OPV is easily given, safe and provides potentially life-long protection. The vaccine also produces an immune response in the intestine, making it effective in preventing transmission of the virus within communities.

IPV is given in four doses as an injection. It is more expensive than OPV, produces a lower level of immunity, and does not stop transmission from person to person. OPV had therefore been the vaccine of choice in many countries.

However, because the oral vaccine contains attenuated (weakened) polioviruses, on extremely rare occasions, use of OPV can result in cases of polio.
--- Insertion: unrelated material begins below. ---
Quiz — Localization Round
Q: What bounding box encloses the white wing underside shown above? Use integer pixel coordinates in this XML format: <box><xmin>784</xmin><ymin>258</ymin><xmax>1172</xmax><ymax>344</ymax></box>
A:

For this reason, as soon as a country has eradicated wild polio transmission (polio cases not related to OPV), it is asked to stop using OPV in its routine immunisation programmes.

Polio eradication

After the launch of the Global Polio Eradication Initiative (GPEI) in 1988, the objective of which was to achieve a polio-free world, there are three polio endemic countries left: Nigeria, Afghanistan, and Pakistan. (In 2015, Nigeria had stopped the spread of wild poliovirus but it reoccurred in 2016.)

Weak health systems and infrastructure, conflict and poor sanitation have interfered with the eradication of polio in these countries.

Coordinated immunisation planning and high vaccination coverage is needed to stop the transmission of the virus within these countries and spread of the virus to others. Eradication strategy consists of not only vaccination programmes but also surveillance to find and report cases to be able to monitor potential polio outbreaks and provide immunisations.